Em 75, Maria de Fátima, que nasceu em Itororó, na Bahia, conheceu o jornalista português Paulo César Calazans, em Salvador, pai de seus três filhos. Ele viera para o Brasil, curiosamente, cobrir assassinatos de jovens do Pelourinho, que tiveram grande repercussão à época. A paixão fulminante acabou em 88, quando ela veio para o Rio (ontem, ele esteve no enterro do filho). Moradora da Rua Barata Ribeiro, em Copacabana, Maria de Fátima toca percussão e faz parte do projeto Natação no Mar. No site do projeto, há uma declaração dela, de seis anos atrás, quando contou ter superado o medo do mar: “Eu só tomava banho no estilo cachorrinho, na beirinha, com baldinho. Hoje, eu já fiz uma travessia, em Rio das Ostras. Fui muito bem. Entrei na água meio receosa, mas depois tomei coragem e fui embora.”

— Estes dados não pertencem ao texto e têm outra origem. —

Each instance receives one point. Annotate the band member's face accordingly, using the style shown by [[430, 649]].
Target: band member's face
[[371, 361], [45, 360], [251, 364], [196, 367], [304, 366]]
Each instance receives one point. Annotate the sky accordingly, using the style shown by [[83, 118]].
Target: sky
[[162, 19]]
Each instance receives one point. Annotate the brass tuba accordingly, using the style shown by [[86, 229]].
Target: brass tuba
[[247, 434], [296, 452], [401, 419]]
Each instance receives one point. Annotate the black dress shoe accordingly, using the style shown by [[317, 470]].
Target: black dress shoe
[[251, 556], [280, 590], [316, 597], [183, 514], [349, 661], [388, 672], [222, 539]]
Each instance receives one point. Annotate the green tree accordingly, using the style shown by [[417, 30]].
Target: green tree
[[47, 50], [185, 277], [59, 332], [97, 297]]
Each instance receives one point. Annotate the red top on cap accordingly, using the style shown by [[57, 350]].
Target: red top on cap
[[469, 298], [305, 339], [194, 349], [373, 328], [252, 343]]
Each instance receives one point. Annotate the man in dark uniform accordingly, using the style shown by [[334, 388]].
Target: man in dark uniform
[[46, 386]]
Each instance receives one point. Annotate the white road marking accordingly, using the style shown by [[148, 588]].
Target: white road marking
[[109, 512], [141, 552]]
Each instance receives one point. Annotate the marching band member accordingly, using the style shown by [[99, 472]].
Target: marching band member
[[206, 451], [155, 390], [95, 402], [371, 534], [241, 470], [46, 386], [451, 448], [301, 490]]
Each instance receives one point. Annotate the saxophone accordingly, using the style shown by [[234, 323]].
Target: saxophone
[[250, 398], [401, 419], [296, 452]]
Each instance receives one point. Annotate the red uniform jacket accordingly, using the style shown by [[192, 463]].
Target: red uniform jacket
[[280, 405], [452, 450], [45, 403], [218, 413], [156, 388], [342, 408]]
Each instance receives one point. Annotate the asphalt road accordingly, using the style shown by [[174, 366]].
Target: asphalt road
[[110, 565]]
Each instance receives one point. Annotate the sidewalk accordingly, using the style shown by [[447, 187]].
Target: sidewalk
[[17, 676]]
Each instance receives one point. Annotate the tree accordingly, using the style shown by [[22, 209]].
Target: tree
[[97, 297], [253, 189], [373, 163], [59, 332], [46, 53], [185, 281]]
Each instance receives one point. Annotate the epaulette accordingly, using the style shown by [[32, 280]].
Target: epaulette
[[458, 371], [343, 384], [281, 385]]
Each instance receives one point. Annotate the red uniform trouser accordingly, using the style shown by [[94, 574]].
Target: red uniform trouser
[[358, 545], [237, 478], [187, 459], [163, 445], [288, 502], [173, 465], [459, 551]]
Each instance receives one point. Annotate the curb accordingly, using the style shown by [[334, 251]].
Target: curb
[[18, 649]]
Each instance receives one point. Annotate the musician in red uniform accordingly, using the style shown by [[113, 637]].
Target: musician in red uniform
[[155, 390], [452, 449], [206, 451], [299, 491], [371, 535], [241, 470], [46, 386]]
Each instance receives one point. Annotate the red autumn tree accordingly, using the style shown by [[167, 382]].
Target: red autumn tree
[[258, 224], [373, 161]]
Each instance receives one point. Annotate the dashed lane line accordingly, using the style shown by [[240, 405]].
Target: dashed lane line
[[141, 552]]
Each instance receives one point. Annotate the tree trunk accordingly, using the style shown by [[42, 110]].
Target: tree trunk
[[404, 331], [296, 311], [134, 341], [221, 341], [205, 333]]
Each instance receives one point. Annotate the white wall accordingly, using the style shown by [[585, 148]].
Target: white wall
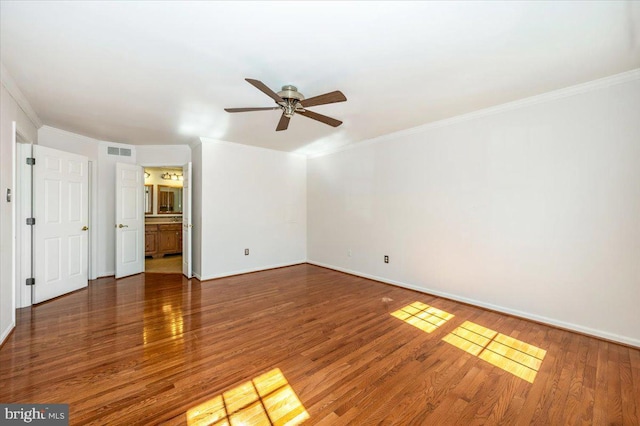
[[531, 209], [163, 155], [10, 112], [196, 210], [251, 198]]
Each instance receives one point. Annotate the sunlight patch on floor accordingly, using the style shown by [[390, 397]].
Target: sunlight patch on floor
[[518, 358], [420, 315], [266, 400]]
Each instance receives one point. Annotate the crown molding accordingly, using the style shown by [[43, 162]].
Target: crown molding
[[12, 87], [589, 86]]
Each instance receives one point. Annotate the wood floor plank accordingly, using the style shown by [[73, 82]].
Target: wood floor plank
[[146, 349]]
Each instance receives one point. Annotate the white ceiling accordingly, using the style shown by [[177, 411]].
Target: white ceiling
[[162, 72]]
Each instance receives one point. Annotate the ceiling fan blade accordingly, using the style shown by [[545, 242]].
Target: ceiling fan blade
[[327, 98], [250, 109], [283, 123], [263, 88], [319, 117]]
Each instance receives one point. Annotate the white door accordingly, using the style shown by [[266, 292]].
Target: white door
[[187, 225], [129, 226], [61, 211]]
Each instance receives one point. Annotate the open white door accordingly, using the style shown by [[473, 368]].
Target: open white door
[[129, 226], [187, 224], [61, 212]]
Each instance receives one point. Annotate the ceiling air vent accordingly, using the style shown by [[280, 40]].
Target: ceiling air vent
[[123, 152]]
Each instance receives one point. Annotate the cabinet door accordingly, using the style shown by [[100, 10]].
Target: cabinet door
[[150, 243], [168, 241]]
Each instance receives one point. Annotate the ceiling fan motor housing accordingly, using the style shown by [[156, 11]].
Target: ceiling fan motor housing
[[290, 92], [291, 97]]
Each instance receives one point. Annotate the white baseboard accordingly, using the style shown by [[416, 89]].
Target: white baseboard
[[526, 315], [247, 271], [5, 332]]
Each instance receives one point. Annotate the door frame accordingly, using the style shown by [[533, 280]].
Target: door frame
[[180, 166]]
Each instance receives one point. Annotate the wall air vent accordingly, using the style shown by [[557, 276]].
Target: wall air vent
[[123, 152]]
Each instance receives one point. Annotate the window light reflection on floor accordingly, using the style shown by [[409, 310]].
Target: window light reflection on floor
[[266, 400], [420, 315], [518, 358]]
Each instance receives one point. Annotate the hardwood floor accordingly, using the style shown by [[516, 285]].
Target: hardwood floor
[[301, 343]]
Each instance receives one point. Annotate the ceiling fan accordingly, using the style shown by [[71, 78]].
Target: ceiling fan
[[291, 102]]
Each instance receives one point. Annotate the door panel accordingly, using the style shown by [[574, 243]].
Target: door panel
[[61, 209], [129, 225]]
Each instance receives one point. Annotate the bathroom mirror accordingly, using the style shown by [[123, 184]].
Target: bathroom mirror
[[169, 199]]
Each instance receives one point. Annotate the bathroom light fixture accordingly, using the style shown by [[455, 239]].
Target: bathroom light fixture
[[171, 176]]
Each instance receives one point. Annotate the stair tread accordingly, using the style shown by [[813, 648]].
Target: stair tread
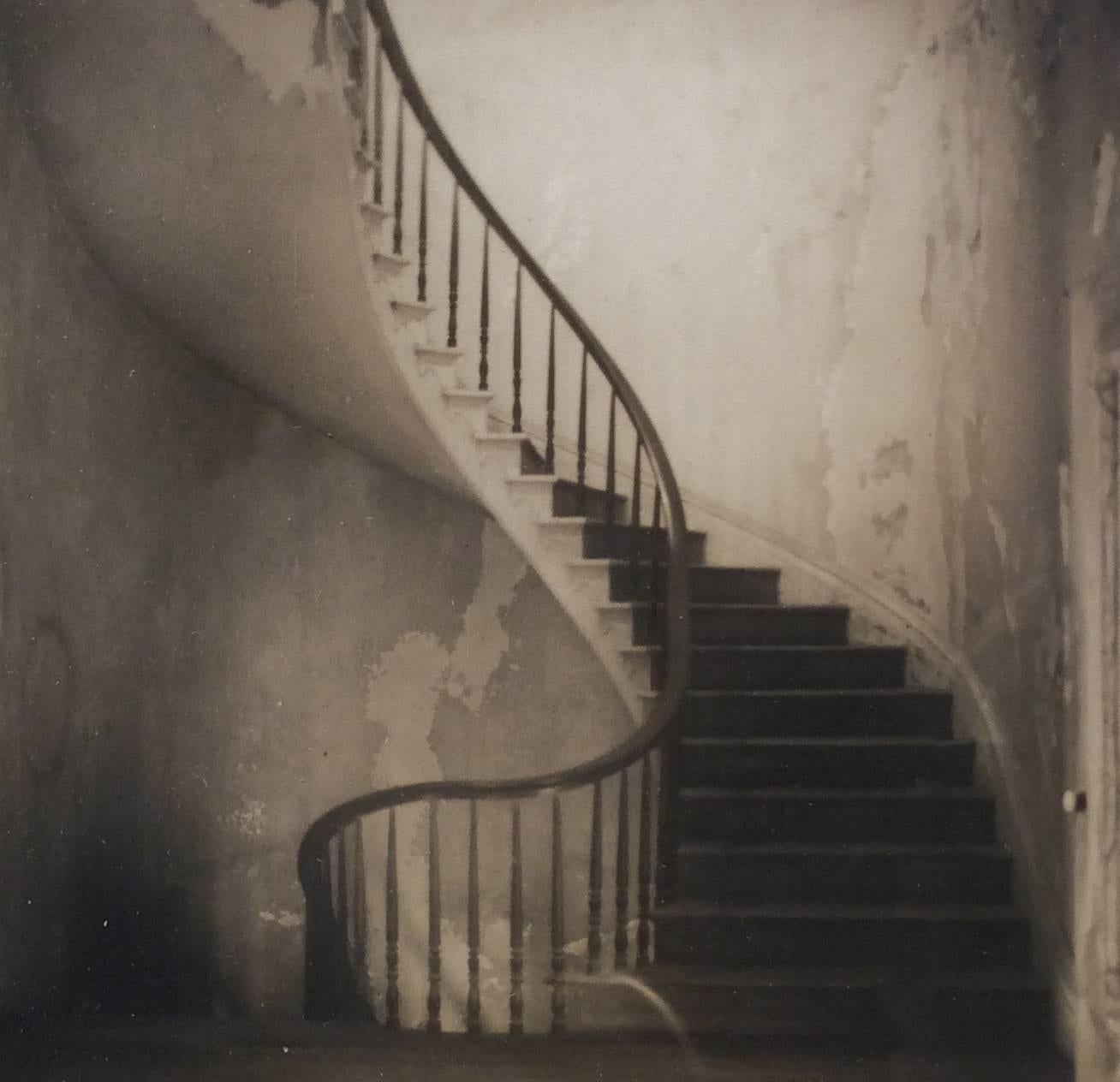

Quando perguntada sobre como enfrentará a morte do filho daqui para a frente, Maria de Fátima responde como uma nadadora que venceu o medo da água:

— Vou buscar força no mar. Eu nado. E se não tiver mais força, eu vou arrumar garra de qualquer jeito para que a morte do meu filho não caia no esquecimento.